Umschichten statt aufstocken im EU-Haushalt
Umschichten statt aufstocken
Scholz und Kollegen bremsen bei Gipfel Wünsche der Europäischen Kommission nach mehr Geld für EU-Haushalt
Der laufende EU-Gipfel beschäftigt sich neben aktuellen Krisen mit dem mittelfristigen EU-Haushalt. Bundeskanzler Olaf Scholz und andere Staats- und Regierungschefs bremsen Forderungen der EU-Kommission nach 66 Mrd. Euro mehr bis 2027. Zugeständnisse zeichnen sich nur bei der Unterstützung der Ukraine ab.
rec Brüssel
50 Mrd. Euro an langfristigen Hilfszusagen für die Ukraine: Ja. Sonstige Nachschläge fürs Unionsbudget: Nein. Diese Maxime verfolgt Bundeskanzler Olaf Scholz, wenn es um den EU-Haushalt geht. Die Möglichkeiten, Ausgabenprogramme neu zu priorisieren, seien "noch nicht ausgeschöpft", sagte Scholz unmittelbar vor Beginn eines zweitägigen EU-Gipfels mit seinen Kollegen aus den übrigen 26 EU-Staaten.
EU-Kommissionschefin Ursula von der Leyen wird längst geahnt haben, dass sie mit der geforderten Aufstockung des EU-Haushalts bis 2027 um 66 Mrd. Euro in vielen Hauptstädten auf Granit beißt. Am Donnerstag haben die Staats- und Regierungschefs ihre Vorbehalte persönlich vorgetragen. Die Diskussionen dienten einer "strategischen Anleitung", sagte ein hochrangiger EU-Diplomat. Undiplomatischer formuliert: Scholz und Co. haben von der Leyen die Grenzen aufgezeigt.

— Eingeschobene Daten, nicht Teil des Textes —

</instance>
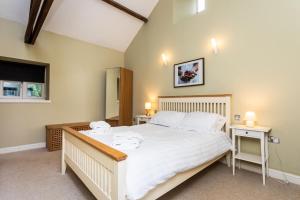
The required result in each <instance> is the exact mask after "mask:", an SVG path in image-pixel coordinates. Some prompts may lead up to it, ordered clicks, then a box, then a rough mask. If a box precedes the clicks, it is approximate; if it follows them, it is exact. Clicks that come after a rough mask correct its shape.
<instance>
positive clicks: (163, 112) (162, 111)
mask: <svg viewBox="0 0 300 200" xmlns="http://www.w3.org/2000/svg"><path fill="white" fill-rule="evenodd" d="M184 116H185V113H183V112H176V111H159V112H158V113H156V114H155V115H154V116H153V117H152V118H151V120H150V123H151V124H157V125H162V126H168V127H176V126H177V125H178V124H179V123H181V121H182V120H183V118H184Z"/></svg>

Einig sind sie sich dabei nicht, wie Scholz einräumte. Die Zeit sei weit fortgeschritten, aber man stehe noch "ganz am Anfang". Insofern müsse nun "klar und deutlich gesprochen werden". Da wird die Intervention von Belgiens Premierminister Alexander de Croo ganz in Scholz' Sinne sein: Was auf dem Tisch liege, sei "inakzeptabel". Die EU-Kommission müsse zusehen, ihre eigenen Ausgaben zu priorisieren, statt die Mitgliedstaaten um höhere Beiträge zu bitten.
Dem Bundeskanzler kommt dabei nolens volens eine herausgehobene Stellung zu, auch wenn die 27 EU-Staaten letztlich im Konsens den gemeinsamen Haushalt beschließen müssen. Schließlich ist Deutschland nicht nur das bevölkerungsreichste Land der Europäischen Union, sondern schultert seit jeher den größten Anteil am EU-Haushalt. Laut einer Auswertung des Instituts der deutschen Wirtschaft (IW) überwies Berlin 2022 im Saldo 19,7 Mrd. Euro nach Brüssel und ist weit vor Frankreich bedeutendster Nettozahler (siehe Grafik).
Parlament pro Kommission
Umschichten statt aufstocken: Das gilt einem Vertreter der Bundesregierung zufolge für alle Ausgabenposten mit Ausnahme des Hilfstopfes für die Ukraine. Bei den 50 Mrd. Euro kann Brüssel demnach auf volle Unterstützung aus Berlin zählen. Aus dem Osten Europas kommen Rufe nach noch mehr, während Ungarns Regierungschef Viktor Orbán sich querstellt.
Anderes müsse die EU-Kommission aus eigener Kraft finanzieren, heißt es in Berlin. Einem Regierungsvertreter zufolge gilt das auch für die Zinskosten des EU-Wiederaufbaufonds: Hier haben sich die Haushälter der EU-Kommission kolossal verkalkuliert, weil sie die Zinserhöhungen in dieser Höhe nicht kommen sahen.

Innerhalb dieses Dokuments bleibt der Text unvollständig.